As usual Erik is trying to make light of the whole thing. Boys will be boys, is all he says, but to me it seems quite clear that David is trying to escape from what has happened. And not only escape. This is a way of giving vent to all his feelings. All the distress and anger and resentment he feels over Berit’s attempted suicide, he’s trying to burn off in their games. I’m sure that’s the the explanation.

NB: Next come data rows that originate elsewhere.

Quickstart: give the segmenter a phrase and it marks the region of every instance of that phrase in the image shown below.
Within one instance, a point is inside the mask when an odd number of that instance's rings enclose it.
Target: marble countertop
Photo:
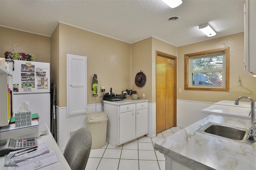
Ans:
[[[147,102],[149,100],[148,99],[138,99],[137,100],[133,100],[132,99],[124,99],[123,100],[119,101],[110,102],[106,100],[104,100],[104,103],[108,103],[114,105],[123,105],[124,104],[132,104],[134,103],[142,103],[143,102]]]
[[[155,144],[166,156],[196,170],[256,168],[256,147],[196,132],[209,122],[248,129],[250,120],[210,115]]]

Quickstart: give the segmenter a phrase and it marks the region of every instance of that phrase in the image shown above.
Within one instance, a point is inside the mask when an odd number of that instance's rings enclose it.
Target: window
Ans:
[[[229,89],[229,47],[184,55],[185,89]]]

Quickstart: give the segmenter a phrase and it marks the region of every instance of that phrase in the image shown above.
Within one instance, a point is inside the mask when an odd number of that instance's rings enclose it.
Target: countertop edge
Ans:
[[[155,143],[154,147],[155,149],[158,150],[160,153],[162,153],[164,156],[167,156],[177,162],[180,162],[184,165],[188,166],[190,168],[196,170],[214,170],[211,167],[202,164],[192,159],[184,156],[175,152],[172,150],[166,150],[166,149],[156,143]]]

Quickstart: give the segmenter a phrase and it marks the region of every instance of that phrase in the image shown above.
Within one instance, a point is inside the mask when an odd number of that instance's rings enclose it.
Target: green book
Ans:
[[[37,113],[33,113],[31,115],[32,117],[32,120],[38,120],[39,119],[39,116]],[[12,124],[15,123],[15,117],[12,116],[10,120],[9,124]]]

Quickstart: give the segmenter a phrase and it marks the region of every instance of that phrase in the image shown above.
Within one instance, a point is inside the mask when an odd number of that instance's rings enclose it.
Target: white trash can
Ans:
[[[100,148],[106,145],[108,119],[103,111],[91,112],[87,114],[86,126],[92,134],[92,149]]]

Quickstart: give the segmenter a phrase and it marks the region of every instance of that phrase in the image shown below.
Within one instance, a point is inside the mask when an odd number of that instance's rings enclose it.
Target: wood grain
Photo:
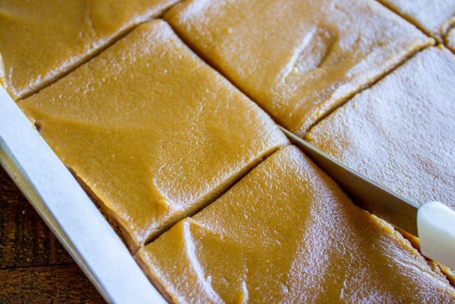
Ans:
[[[0,167],[0,303],[102,303]]]
[[[1,303],[103,303],[77,265],[0,270]]]
[[[20,191],[0,167],[0,268],[72,261]]]

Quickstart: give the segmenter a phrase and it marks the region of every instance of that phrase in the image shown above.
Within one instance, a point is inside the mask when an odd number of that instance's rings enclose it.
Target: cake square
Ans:
[[[0,84],[15,99],[48,85],[177,0],[4,0]]]
[[[379,0],[386,6],[442,42],[447,28],[455,23],[454,0]]]
[[[300,135],[433,42],[368,0],[190,0],[164,18],[276,122]]]
[[[174,303],[440,303],[455,289],[295,147],[135,256]]]
[[[405,198],[455,209],[454,78],[452,53],[424,50],[305,139]]]
[[[162,20],[19,105],[132,251],[288,144]]]

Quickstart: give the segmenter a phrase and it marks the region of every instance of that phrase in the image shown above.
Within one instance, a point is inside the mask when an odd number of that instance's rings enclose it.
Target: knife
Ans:
[[[0,165],[104,299],[115,303],[165,303],[107,221],[1,85],[0,123]]]
[[[422,254],[455,269],[455,211],[439,202],[419,205],[402,198],[346,167],[290,131],[280,128],[360,207],[418,237]]]

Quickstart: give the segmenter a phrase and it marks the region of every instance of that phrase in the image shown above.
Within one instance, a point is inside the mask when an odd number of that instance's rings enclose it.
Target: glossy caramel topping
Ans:
[[[430,48],[313,127],[305,139],[419,203],[455,209],[455,56]]]
[[[190,0],[164,18],[276,121],[300,134],[432,43],[375,1]]]
[[[441,42],[455,22],[454,0],[379,0]]]
[[[455,300],[407,240],[293,146],[135,257],[178,303]]]
[[[455,53],[455,27],[452,27],[445,36],[445,45]]]
[[[162,20],[19,104],[133,250],[288,143]]]
[[[2,0],[0,83],[29,95],[176,1]]]

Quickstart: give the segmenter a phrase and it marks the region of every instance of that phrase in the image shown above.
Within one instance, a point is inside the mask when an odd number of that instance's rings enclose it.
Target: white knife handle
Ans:
[[[439,202],[421,205],[417,232],[422,254],[455,270],[455,211]]]

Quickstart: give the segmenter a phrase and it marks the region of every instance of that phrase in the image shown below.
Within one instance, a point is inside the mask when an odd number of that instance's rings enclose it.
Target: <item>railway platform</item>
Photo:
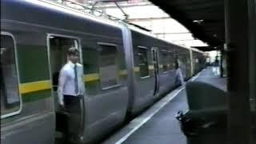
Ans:
[[[211,68],[206,68],[190,81],[201,81],[226,90],[226,78],[214,76]],[[211,133],[196,137],[186,137],[175,118],[178,110],[187,111],[185,86],[181,86],[164,97],[142,115],[115,133],[103,144],[202,144],[227,142],[226,133]]]

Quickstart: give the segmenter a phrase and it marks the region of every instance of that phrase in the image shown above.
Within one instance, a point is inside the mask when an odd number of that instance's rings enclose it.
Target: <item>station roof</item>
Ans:
[[[222,48],[225,42],[224,0],[150,0],[178,21],[207,47],[204,51]]]

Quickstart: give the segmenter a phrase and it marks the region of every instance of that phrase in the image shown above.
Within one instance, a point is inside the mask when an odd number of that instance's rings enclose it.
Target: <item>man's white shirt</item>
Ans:
[[[77,66],[78,93],[75,93],[75,73],[74,66]],[[83,67],[79,63],[73,63],[69,61],[61,70],[58,77],[58,102],[63,105],[63,95],[78,96],[85,93],[83,82]]]

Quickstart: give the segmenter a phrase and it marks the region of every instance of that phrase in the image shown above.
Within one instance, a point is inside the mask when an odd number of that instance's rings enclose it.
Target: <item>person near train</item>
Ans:
[[[68,62],[60,70],[58,77],[58,102],[69,114],[67,118],[67,132],[69,137],[78,138],[82,130],[82,108],[85,86],[82,81],[83,66],[78,63],[79,51],[71,47],[67,51]]]

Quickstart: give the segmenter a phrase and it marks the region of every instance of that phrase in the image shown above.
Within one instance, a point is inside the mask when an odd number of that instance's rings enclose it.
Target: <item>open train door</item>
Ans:
[[[154,95],[158,95],[159,93],[159,59],[158,50],[157,47],[151,49],[152,61],[154,64]]]
[[[55,112],[56,112],[56,130],[66,133],[71,131],[79,131],[79,134],[82,135],[83,132],[83,119],[84,119],[84,98],[80,102],[80,112],[75,114],[68,114],[65,111],[65,108],[62,108],[58,104],[58,76],[62,67],[67,62],[66,52],[69,48],[76,47],[79,50],[78,40],[73,37],[67,37],[62,35],[48,35],[48,55],[49,55],[49,66],[50,74],[52,82],[52,95],[54,98]],[[79,50],[79,51],[81,51]],[[80,53],[81,54],[81,53]],[[80,62],[82,62],[80,54]],[[64,106],[65,107],[65,106]],[[78,116],[77,116],[78,115]],[[72,116],[72,117],[71,117]],[[70,121],[68,121],[70,120]],[[67,122],[72,122],[80,123],[80,130],[76,127],[67,127]],[[70,125],[69,125],[70,126]]]

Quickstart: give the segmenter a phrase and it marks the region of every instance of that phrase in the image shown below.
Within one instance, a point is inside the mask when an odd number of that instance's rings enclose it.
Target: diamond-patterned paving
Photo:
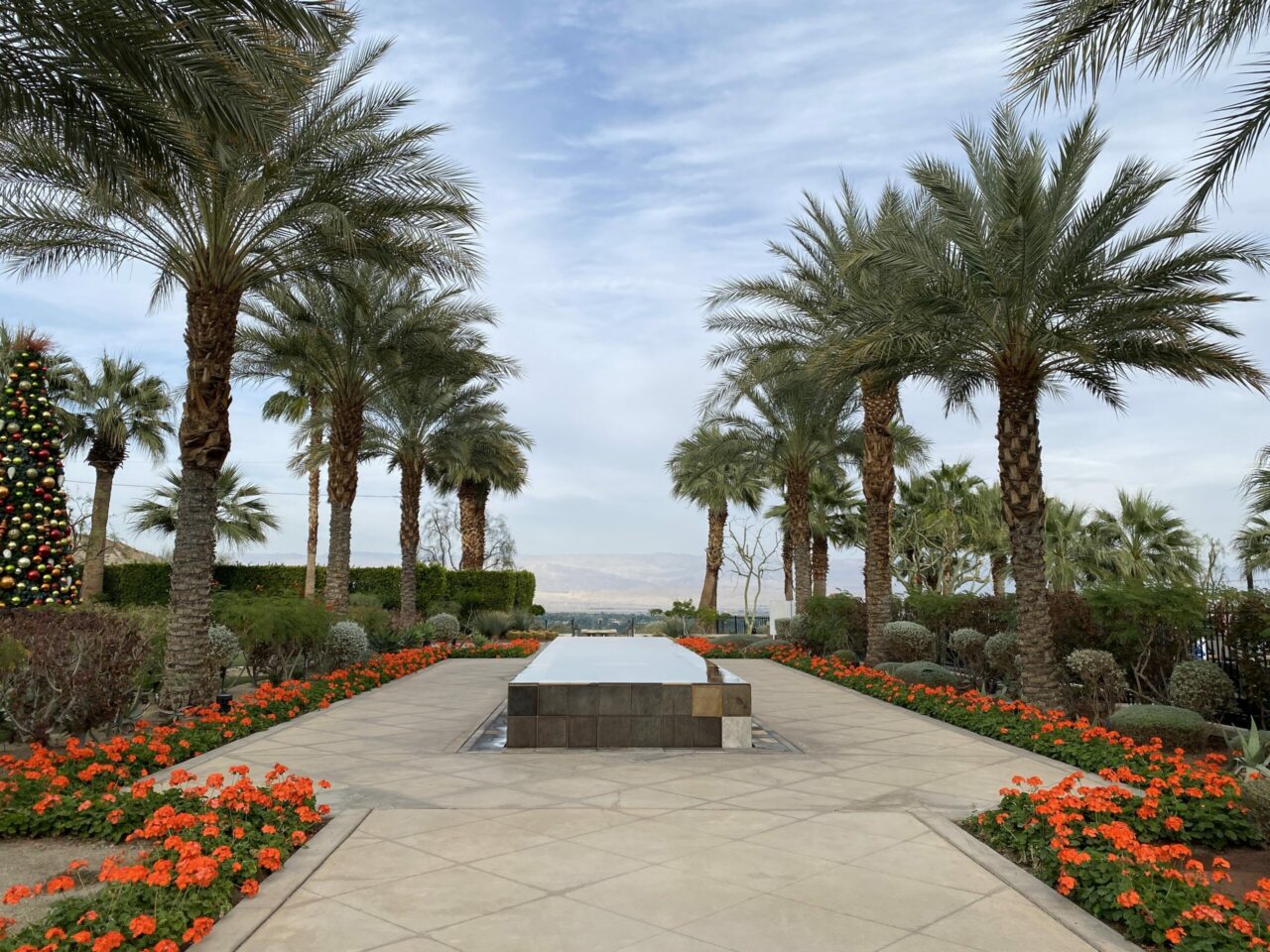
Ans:
[[[1062,765],[758,660],[728,666],[799,750],[460,753],[525,664],[450,660],[198,765],[370,809],[244,952],[1091,948],[923,820]]]

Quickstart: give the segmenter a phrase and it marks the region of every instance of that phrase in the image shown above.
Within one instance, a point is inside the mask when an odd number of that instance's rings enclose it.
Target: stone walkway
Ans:
[[[460,753],[525,660],[451,660],[258,735],[370,809],[244,952],[1083,952],[931,829],[1067,768],[771,661],[799,751]]]

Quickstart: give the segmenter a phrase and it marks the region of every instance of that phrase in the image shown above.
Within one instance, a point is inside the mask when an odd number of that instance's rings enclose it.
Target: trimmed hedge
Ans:
[[[105,566],[103,598],[116,605],[168,604],[171,566],[165,562],[124,562]],[[217,565],[212,578],[220,592],[257,595],[298,595],[305,588],[302,565]],[[318,566],[318,590],[326,570]],[[447,571],[439,565],[415,567],[417,604],[452,600],[464,612],[508,612],[533,604],[537,585],[531,571]],[[385,608],[398,608],[401,570],[357,567],[349,571],[349,590],[376,595]]]

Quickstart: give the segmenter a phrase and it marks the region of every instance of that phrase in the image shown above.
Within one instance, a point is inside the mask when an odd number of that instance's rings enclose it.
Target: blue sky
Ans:
[[[803,189],[829,194],[841,169],[871,197],[913,155],[955,155],[950,126],[991,110],[1022,5],[364,0],[362,10],[367,34],[398,37],[378,79],[418,90],[413,118],[450,124],[441,149],[480,183],[480,291],[503,316],[494,345],[525,364],[507,392],[512,416],[537,439],[528,490],[494,508],[521,551],[541,555],[700,550],[704,519],[668,498],[663,461],[710,382],[702,297],[768,268],[765,242],[782,237]],[[1229,81],[1106,90],[1113,135],[1095,179],[1129,154],[1184,165]],[[1063,114],[1034,121],[1053,132]],[[1240,176],[1223,230],[1264,231],[1265,171],[1262,159]],[[0,278],[0,311],[81,359],[122,348],[178,382],[182,308],[150,311],[151,281],[142,268]],[[1241,287],[1266,291],[1255,275]],[[1265,311],[1232,312],[1259,354],[1270,344]],[[1116,486],[1151,487],[1198,531],[1228,537],[1238,481],[1270,442],[1265,401],[1149,380],[1129,396],[1124,415],[1083,397],[1044,409],[1050,491],[1104,504]],[[262,397],[235,397],[232,458],[267,489],[300,494],[283,465],[286,432],[259,420]],[[975,421],[945,419],[930,391],[904,400],[937,456],[972,457],[992,476],[991,401]],[[90,471],[76,462],[70,476]],[[144,461],[119,476],[152,480]],[[367,467],[356,551],[391,552],[395,490]],[[117,513],[138,493],[122,487]],[[283,529],[267,551],[302,551],[304,499],[273,504]],[[119,515],[112,528],[128,536]]]

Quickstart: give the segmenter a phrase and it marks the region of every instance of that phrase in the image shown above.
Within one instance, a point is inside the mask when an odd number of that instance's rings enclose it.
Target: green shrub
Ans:
[[[207,650],[213,668],[229,668],[237,660],[243,646],[239,645],[237,635],[224,625],[212,622],[207,626]]]
[[[965,668],[970,680],[980,689],[988,683],[988,658],[983,652],[987,644],[988,636],[974,628],[958,628],[949,635],[952,658]]]
[[[1001,680],[1013,687],[1019,683],[1019,633],[1002,631],[983,645],[983,658]]]
[[[326,632],[326,642],[323,645],[323,655],[330,670],[339,670],[354,665],[371,652],[370,638],[366,637],[366,628],[357,622],[335,622]]]
[[[486,641],[502,641],[512,630],[512,616],[507,612],[476,612],[467,627]]]
[[[1160,737],[1166,749],[1185,748],[1203,753],[1208,741],[1208,724],[1194,711],[1168,704],[1129,704],[1107,717],[1107,727],[1149,744]]]
[[[109,612],[27,609],[0,616],[9,669],[0,707],[24,740],[112,725],[136,699],[149,645]]]
[[[1168,675],[1168,699],[1213,721],[1234,710],[1234,682],[1214,661],[1179,661]]]
[[[886,622],[881,652],[888,661],[933,661],[935,636],[917,622]]]
[[[955,688],[961,683],[956,671],[935,661],[908,661],[894,670],[894,675],[909,684],[925,684],[930,688]]]
[[[441,641],[456,641],[462,633],[458,619],[447,612],[432,616],[425,625],[432,631],[432,636]]]
[[[282,680],[316,663],[330,618],[318,602],[295,595],[239,595],[212,599],[212,617],[239,636],[254,679]]]
[[[1081,680],[1086,713],[1101,724],[1129,692],[1129,682],[1110,651],[1081,647],[1067,656],[1067,669]]]

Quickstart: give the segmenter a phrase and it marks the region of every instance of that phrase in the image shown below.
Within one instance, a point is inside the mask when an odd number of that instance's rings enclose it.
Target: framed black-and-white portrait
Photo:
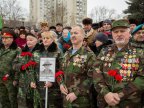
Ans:
[[[40,81],[55,82],[55,58],[40,58]]]

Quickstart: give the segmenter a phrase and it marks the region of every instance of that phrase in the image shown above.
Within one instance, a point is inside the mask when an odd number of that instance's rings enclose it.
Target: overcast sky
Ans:
[[[29,0],[18,0],[20,5],[28,11]],[[97,6],[105,6],[108,9],[115,9],[117,14],[121,14],[127,8],[125,3],[127,0],[87,0],[87,13],[90,14],[91,9]]]

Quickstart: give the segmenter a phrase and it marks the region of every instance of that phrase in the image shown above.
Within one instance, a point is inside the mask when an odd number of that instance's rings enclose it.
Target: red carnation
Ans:
[[[2,80],[3,80],[3,81],[7,81],[7,80],[8,80],[8,77],[9,77],[9,75],[6,74],[6,75],[2,78]]]
[[[115,75],[117,74],[117,70],[109,70],[109,71],[108,71],[108,74],[109,74],[110,76],[115,76]]]
[[[3,80],[3,81],[7,81],[7,80],[8,80],[8,77],[3,77],[2,80]]]
[[[117,74],[117,75],[115,76],[115,79],[116,79],[117,81],[121,82],[122,76],[119,75],[119,74]]]

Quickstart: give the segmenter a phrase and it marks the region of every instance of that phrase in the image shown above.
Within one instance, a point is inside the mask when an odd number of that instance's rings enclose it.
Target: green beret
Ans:
[[[144,30],[144,24],[140,24],[138,25],[133,31],[132,31],[132,35],[134,35],[136,32],[138,32],[139,30]]]
[[[125,28],[129,28],[130,24],[127,20],[125,19],[120,19],[120,20],[116,20],[112,23],[112,30],[116,27],[125,27]]]

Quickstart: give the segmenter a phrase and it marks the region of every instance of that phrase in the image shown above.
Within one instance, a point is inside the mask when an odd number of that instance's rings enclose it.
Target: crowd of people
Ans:
[[[2,108],[143,108],[144,22],[40,24],[0,32]],[[40,58],[56,58],[55,82],[42,82]],[[50,62],[43,66],[50,73]]]

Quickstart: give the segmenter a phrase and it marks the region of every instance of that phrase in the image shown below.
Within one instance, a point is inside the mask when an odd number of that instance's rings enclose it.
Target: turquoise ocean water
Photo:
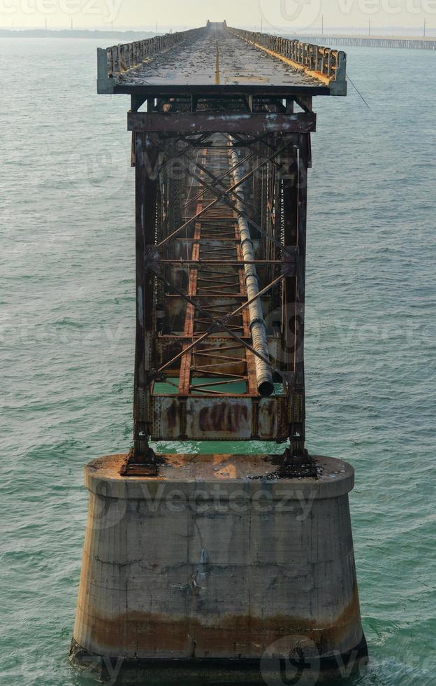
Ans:
[[[66,660],[86,518],[82,467],[131,440],[129,102],[95,94],[96,46],[0,42],[7,686],[87,683]],[[351,505],[371,662],[348,683],[428,686],[436,683],[436,55],[348,52],[371,110],[351,87],[347,99],[316,103],[308,447],[356,470]]]

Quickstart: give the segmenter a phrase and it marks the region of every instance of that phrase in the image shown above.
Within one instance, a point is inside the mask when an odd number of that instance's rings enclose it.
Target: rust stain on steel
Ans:
[[[268,134],[274,132],[307,134],[316,131],[317,115],[313,113],[297,114],[171,114],[129,112],[129,131],[173,132],[190,133],[227,132]]]

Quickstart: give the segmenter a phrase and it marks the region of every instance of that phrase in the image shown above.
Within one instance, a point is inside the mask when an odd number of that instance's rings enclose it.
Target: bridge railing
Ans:
[[[232,27],[227,30],[256,47],[286,58],[309,75],[324,81],[332,95],[347,94],[347,55],[342,50]]]

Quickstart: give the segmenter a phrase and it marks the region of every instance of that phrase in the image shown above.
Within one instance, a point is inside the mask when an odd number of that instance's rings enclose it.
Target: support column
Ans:
[[[146,269],[146,246],[155,241],[157,197],[157,153],[150,138],[142,132],[135,136],[135,202],[136,263],[136,337],[135,393],[133,399],[133,457],[136,461],[150,458],[148,439],[150,372],[155,359],[154,277]]]

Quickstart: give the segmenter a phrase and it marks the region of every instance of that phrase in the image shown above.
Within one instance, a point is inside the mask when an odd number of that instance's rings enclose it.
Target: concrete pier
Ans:
[[[85,468],[73,662],[110,661],[118,680],[294,682],[284,668],[315,684],[365,661],[350,465],[279,478],[266,456],[167,455],[144,478],[120,475],[126,458]]]

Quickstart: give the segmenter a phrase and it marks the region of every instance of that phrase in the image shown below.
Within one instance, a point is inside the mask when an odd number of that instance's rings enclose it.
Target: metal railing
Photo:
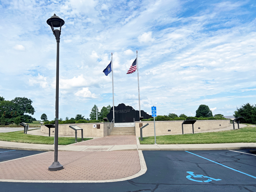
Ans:
[[[148,123],[147,123],[145,125],[143,126],[142,127],[140,128],[140,140],[141,141],[143,141],[143,137],[142,137],[142,129],[143,129],[144,127],[146,127],[146,126],[148,126],[148,125],[149,125]]]

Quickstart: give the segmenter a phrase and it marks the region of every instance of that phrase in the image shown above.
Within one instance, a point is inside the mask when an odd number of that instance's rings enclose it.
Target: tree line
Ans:
[[[11,101],[5,100],[0,96],[0,123],[15,123],[18,125],[20,122],[32,122],[36,119],[31,116],[35,112],[32,106],[33,102],[26,97],[15,97]]]

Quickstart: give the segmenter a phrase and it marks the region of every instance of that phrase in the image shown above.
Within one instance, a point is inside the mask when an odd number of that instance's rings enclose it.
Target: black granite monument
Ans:
[[[134,109],[132,107],[126,106],[123,103],[119,104],[118,106],[115,106],[115,122],[132,122],[134,118],[135,121],[140,121],[140,112]],[[143,110],[140,110],[140,115],[144,119],[152,117]],[[113,119],[113,107],[110,110],[110,112],[107,115],[107,117],[110,122]]]

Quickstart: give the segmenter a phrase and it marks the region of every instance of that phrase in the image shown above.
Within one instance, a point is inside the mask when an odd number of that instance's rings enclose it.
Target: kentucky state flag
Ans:
[[[110,63],[108,64],[108,66],[107,66],[106,69],[103,70],[103,73],[105,73],[106,76],[108,76],[108,75],[110,73],[110,72],[112,71],[112,69],[111,68],[111,61],[110,61]]]

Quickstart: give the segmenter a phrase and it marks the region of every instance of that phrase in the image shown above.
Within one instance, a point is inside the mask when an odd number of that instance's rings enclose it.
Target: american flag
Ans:
[[[127,73],[126,73],[126,74],[132,73],[133,73],[135,72],[136,71],[137,69],[137,58],[136,58],[135,59],[135,60],[134,60],[134,61],[133,62],[133,63],[132,63],[132,64],[131,65],[131,67],[130,67],[130,69],[129,69],[129,70],[128,70],[128,72],[127,72]]]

But I won’t give up. I have to make Berit see that David needs her and that she has to go on living, for his sake if nothing else. And then I have to convince David that she’s not going to leave us. He must have seen her suicide attempt as a betrayal and yet another rejection, and if she were to try it again I think he might have some sort of breakdown. But if I can just make him feel that it’s the thought of him that has kept Berit alive and helped her to get through this difficult time then I think he’ll be all right, then he’ll feel every bit as loved as a child ought to feel.